I have a child component in my page that manages some data editing. When I click SAVE in the child it raises an event that is handled in the parent. The parent handler then calls a method to get some data I need in the parent. Calling that method inside the handler is where it fails. Here is where the event is raised in the child
private async void SaveEditChange(EditContext editContext)
{
<<does some stuff to get the return object ready>>
await SaveEditRequestEvent.InvokeAsync(Request);
}
Here is the parent handler.
protected async void SaveEditRequestEvent(RequestDTO editedRequest)
{
var request = await RequestDomain.GetRequestAsync(editedRequest.RequestId).ConfigureAwait(false);
<<do some stuff with the request object>>
NavManager.NavigateTo("/");
}
The call to RequestDomain.GetRequestAsync(editedRequest.RequestId).ConfigureAwait(false);
is the first thing that happens in the handler. That method returns an object type. When it tries to execute that method it fails back to the child where the event was raised
Most of the articles I've read say to enclose the method call in a lambda call like `InvokeAsync(()=> RequestDomain.GetRequestAsync(editedRequest.RequestId).ConfigureAwait(false)). Then I get an error that it can convert an "Action" to the object type I'm returning.

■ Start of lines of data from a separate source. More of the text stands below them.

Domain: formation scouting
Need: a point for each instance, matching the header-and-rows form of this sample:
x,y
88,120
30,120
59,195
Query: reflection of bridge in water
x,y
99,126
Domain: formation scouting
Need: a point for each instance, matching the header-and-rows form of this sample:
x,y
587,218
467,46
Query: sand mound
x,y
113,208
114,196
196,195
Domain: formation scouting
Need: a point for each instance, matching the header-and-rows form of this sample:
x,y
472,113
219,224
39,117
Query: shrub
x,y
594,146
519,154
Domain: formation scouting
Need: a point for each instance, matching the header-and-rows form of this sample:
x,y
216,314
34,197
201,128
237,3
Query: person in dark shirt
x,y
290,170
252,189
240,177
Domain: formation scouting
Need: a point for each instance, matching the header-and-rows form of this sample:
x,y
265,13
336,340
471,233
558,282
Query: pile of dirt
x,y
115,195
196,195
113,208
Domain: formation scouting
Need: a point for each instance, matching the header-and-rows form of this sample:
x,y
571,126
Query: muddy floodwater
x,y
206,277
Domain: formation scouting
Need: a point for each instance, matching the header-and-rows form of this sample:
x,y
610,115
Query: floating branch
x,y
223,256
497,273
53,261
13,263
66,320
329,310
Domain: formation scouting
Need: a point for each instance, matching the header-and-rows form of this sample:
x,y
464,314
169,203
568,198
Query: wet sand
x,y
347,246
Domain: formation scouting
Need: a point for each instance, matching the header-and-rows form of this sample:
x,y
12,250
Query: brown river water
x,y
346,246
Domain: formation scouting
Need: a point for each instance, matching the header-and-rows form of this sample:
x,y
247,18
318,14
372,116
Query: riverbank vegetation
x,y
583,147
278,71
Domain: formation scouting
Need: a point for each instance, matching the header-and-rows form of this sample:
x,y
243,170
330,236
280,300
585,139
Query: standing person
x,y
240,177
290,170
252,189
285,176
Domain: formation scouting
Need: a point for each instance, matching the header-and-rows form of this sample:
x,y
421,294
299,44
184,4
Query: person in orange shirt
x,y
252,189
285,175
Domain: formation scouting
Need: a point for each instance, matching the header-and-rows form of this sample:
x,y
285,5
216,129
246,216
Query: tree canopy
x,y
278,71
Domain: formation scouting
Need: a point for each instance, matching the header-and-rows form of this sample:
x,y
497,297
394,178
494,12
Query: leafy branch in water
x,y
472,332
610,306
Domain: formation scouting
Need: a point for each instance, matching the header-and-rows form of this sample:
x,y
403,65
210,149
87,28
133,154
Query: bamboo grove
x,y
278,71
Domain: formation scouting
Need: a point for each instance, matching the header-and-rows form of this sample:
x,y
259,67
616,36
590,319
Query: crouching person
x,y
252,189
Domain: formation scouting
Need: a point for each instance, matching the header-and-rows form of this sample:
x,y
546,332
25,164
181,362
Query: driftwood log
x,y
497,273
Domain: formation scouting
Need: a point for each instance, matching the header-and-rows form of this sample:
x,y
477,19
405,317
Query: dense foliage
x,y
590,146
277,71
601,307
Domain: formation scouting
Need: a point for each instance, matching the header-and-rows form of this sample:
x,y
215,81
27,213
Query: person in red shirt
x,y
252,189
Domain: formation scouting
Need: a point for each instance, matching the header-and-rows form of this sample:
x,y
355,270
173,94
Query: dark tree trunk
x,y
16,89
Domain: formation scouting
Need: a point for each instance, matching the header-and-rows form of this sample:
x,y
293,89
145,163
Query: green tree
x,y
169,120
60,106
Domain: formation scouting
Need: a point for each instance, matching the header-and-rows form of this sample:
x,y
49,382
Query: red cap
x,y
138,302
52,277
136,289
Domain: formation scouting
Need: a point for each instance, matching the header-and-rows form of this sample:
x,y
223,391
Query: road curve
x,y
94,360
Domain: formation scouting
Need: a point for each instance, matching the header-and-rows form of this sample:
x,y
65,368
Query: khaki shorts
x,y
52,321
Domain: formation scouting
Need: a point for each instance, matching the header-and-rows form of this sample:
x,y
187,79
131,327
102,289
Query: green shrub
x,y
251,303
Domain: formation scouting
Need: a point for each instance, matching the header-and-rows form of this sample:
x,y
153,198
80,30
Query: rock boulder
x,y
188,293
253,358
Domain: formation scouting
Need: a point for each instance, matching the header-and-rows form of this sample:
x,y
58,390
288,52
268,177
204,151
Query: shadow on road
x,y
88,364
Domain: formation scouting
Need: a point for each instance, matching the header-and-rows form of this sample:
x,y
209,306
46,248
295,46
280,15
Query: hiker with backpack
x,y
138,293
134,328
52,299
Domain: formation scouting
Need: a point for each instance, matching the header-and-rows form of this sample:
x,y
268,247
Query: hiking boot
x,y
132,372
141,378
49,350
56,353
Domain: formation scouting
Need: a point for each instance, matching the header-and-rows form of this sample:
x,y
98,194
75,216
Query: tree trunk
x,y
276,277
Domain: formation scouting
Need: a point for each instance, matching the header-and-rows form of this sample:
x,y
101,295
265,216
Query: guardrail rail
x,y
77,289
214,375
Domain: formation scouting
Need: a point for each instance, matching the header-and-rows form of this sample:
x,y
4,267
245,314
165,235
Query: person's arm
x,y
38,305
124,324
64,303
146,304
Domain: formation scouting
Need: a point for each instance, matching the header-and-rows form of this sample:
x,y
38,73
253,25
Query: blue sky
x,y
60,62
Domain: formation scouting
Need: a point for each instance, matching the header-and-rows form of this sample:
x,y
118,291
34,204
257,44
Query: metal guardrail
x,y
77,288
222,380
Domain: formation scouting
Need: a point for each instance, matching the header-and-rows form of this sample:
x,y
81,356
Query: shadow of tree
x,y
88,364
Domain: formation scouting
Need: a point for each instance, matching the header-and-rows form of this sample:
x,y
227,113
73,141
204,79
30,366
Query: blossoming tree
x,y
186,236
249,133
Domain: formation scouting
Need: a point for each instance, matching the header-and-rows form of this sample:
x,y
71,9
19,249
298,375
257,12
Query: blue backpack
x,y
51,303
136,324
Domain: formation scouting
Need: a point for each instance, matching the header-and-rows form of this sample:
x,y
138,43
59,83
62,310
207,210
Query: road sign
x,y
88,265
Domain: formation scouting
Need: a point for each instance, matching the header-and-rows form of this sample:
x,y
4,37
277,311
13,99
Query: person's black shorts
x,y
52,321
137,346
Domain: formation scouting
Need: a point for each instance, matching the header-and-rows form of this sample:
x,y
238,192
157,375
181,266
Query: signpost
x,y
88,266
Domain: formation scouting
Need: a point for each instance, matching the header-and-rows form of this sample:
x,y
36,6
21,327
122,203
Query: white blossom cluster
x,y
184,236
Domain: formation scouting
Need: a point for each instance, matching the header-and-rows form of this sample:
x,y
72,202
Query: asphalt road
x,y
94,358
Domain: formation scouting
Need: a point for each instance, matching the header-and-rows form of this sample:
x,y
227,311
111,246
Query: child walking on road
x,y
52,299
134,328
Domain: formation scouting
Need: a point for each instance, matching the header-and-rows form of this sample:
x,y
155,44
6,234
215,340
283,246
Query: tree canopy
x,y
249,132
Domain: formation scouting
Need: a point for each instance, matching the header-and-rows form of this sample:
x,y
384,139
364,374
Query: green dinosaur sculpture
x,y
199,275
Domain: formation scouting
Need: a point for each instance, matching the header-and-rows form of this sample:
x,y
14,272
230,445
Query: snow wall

I think this has to do with maintaining thread safety but I'm not certain and I'm getting a headache from it.
The direct error comes from using .ConfigureAwait(false)
.
That is a sensible optimization in services but it should not be used in toplevel UI code. Be it WinForms, MAUI or Blazor.
With ConfigureAwait(false) you are actually saying you don't care on which Thread the code resumes, but as the erorr shows that does matter.
Furthermore you have two async void
methods here. That will cause other problems, don't do that. All Blazor lifecycle and UI events can return either plain void
or async Task
.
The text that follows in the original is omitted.